METTL16 S-glutathionylation-triggered RNA m6A modification of IGF2BP3 inhibits CFTR expression and promotes chemoresistance in colorectal cancer
摘要
5-Fluorouracil (5-FU) resistance in colorectal cancer (CRC) involves oxidative stress mechanisms, but the role of epitranscriptomic regulation remains unclear. This study investigates how oxidative post-translational modifications of the N6-methyladenosine (m6A) methyltransferase METTL16 contribute to 5-FU resistance. Parental (HCT8, HCT15) and 5-FU-resistant CRC cells were compared using redox proteomics, m6A-seq, RNA-seq, and functional assays. METTL16 S-glutathionylation was assessed via streptavidin pulldown and mass spectrometry.
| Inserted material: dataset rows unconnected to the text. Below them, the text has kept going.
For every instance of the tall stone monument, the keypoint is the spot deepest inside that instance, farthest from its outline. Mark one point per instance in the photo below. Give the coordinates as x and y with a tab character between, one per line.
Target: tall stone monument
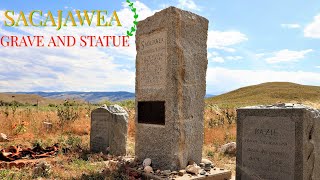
278	142
109	127
171	67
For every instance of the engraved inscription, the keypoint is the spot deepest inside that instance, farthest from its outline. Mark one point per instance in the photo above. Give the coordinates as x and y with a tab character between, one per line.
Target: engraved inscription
268	148
152	60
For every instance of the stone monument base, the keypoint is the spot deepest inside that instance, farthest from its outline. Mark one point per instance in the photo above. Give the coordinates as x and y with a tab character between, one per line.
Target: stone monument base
214	174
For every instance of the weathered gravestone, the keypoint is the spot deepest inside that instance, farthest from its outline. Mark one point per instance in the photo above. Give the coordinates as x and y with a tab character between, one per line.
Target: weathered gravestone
109	126
278	142
171	69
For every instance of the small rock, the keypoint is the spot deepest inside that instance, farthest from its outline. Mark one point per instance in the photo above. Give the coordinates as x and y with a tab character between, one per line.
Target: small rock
181	172
201	165
191	162
48	126
148	169
166	172
193	169
43	169
206	161
230	149
146	162
3	137
207	166
174	172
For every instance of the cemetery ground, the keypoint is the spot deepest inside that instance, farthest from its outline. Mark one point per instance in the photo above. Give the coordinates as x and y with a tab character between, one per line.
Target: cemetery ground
25	127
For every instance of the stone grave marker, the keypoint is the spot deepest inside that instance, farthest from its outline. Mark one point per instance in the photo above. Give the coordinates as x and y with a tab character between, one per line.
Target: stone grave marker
277	142
171	66
109	126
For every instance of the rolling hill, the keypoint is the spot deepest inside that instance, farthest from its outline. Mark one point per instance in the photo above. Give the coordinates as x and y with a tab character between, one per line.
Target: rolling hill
93	97
268	93
31	99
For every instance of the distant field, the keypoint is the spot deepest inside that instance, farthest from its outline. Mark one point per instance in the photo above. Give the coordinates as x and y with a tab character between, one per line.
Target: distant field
30	99
268	93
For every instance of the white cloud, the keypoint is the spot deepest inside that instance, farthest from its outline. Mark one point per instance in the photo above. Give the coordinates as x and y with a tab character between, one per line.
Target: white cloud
235	58
312	30
217	59
188	4
220	80
287	56
291	26
224	39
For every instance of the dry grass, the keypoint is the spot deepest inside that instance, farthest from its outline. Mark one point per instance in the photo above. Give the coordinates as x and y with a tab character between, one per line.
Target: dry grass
24	126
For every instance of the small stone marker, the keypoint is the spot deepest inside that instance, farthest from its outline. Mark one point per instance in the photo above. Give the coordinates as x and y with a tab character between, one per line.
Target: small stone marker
278	142
170	88
109	126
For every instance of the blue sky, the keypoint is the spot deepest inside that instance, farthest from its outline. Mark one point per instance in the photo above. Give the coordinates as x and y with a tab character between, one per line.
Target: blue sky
249	42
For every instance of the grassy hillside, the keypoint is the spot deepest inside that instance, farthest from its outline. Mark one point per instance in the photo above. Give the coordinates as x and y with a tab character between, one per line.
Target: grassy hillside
268	93
28	98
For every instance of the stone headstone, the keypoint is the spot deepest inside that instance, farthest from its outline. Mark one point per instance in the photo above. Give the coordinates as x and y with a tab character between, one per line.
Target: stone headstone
278	142
171	69
109	126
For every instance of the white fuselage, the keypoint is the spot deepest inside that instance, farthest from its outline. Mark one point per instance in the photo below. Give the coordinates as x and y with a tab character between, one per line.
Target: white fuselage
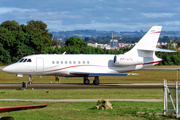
64	65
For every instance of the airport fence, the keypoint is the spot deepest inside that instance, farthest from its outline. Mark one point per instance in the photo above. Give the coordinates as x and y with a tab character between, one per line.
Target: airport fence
171	100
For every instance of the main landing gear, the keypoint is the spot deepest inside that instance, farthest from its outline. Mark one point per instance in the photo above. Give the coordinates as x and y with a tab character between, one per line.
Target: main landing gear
95	82
30	79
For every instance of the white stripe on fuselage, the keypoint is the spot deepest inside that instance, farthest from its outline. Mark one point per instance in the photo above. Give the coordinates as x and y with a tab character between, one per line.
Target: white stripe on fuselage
51	65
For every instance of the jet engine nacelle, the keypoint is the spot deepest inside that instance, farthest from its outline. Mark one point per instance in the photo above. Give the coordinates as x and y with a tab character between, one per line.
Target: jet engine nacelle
123	60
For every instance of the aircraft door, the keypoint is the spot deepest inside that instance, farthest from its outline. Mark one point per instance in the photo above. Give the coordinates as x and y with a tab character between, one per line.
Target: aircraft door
39	65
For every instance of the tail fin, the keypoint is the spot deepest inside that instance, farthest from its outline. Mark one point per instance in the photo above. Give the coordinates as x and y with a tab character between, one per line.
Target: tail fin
146	47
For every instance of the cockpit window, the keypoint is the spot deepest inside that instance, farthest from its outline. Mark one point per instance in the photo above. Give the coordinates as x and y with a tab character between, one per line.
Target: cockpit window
25	60
29	60
21	60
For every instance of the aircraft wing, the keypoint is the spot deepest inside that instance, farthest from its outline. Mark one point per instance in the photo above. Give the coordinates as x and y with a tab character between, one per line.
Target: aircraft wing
102	74
16	108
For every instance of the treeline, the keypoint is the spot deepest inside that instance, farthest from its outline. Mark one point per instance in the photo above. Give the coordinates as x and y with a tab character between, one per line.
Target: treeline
17	41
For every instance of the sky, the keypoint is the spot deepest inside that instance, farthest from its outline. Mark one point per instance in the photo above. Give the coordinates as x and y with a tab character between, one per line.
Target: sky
105	15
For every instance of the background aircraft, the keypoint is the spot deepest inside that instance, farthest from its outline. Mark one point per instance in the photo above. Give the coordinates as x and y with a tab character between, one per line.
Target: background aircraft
142	55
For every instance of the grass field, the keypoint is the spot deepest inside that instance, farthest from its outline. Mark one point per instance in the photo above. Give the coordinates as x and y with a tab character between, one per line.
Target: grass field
86	111
143	77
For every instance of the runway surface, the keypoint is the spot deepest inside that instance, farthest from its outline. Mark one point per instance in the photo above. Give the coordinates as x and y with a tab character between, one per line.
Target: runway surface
83	86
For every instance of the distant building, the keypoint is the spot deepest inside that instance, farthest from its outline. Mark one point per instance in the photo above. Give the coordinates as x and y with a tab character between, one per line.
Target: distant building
114	43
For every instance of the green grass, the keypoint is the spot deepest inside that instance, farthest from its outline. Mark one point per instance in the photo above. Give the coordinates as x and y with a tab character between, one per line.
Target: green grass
86	111
82	94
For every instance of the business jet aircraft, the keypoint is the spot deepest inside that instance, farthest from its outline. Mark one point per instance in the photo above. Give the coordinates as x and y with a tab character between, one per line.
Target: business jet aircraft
17	108
142	55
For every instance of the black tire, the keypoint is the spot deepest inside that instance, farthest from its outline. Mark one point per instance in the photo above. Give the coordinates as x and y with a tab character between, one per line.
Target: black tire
96	82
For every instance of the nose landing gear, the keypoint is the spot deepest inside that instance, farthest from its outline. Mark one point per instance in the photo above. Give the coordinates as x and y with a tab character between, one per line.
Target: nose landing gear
86	80
95	82
30	79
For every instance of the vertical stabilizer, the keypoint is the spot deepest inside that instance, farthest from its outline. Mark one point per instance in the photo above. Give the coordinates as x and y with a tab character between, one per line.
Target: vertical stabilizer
147	45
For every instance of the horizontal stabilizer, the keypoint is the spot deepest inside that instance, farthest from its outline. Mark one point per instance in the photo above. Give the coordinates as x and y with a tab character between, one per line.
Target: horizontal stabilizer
156	49
102	74
164	50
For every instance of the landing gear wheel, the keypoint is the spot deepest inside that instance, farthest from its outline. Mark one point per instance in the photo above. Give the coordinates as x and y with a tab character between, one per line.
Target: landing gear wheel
30	79
86	80
96	80
30	82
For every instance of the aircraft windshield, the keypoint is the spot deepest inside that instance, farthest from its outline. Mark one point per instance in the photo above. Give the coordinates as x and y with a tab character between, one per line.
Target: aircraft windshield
21	60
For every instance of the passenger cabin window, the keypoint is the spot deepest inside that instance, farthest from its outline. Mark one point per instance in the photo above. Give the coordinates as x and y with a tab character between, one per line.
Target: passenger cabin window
29	60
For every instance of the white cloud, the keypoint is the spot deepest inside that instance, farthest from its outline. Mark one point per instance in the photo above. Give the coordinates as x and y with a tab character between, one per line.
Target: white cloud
5	10
158	15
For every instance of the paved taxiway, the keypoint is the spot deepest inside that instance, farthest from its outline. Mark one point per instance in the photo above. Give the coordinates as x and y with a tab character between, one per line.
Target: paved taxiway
84	100
149	68
82	86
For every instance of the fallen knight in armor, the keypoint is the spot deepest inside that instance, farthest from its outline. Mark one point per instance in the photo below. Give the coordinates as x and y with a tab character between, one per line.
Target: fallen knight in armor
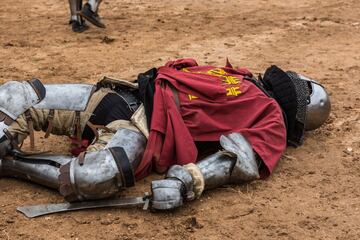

IGF2BP3’s role was validated through knockdown/overexpression, patient-derived organoids (PDOs), and xenograft models. Clinical relevance was evaluated in 112 CRC patient tissues and data from The Cancer Genome Atlas (TCGA) and Gene Expression Omnibus (GEO) databases. Drug synergy was tested using isoliquiritigenin (ISO) combined with 5-FU. Resistant cells exhibited elevated global protein S-glutathionylation and reduced m6A RNA methylation. METTL16 underwent site-specific S-glutathionylation at Cys548, leading to its degradation and subsequent m6A loss. Integrative omics identified IGF2BP3 as a key METTL16 target: reduced m6A on IGF2BP3 mRNA enhanced its nuclear export, splicing, and overexpression. IGF2BP3 knockdown sensitized resistant cells to 5-FU in vitro and in vivo, while overexpression conferred resistance. Mechanistically, IGF2BP3 destabilized CFTR mRNA (an ABC transporter), reducing 5-FU uptake. Clinically, high IGF2BP3 correlated with poor survival and 5-FU resistance in CRC patients. Targeting IGF2BP3 with ISO synergized with 5-FU, overcoming resistance in cells and xenografts. Oxidative stress-induced METTL16 S-glutathionylation drives 5-FU resistance by reducing m6A modification, enabling IGF2BP3 overexpression and CFTR suppression. IGF2BP3 is a biomarker of clinical resistance, and its targeting with ISO represents a promising combinatorial strategy to restore 5-FU efficacy in CRC.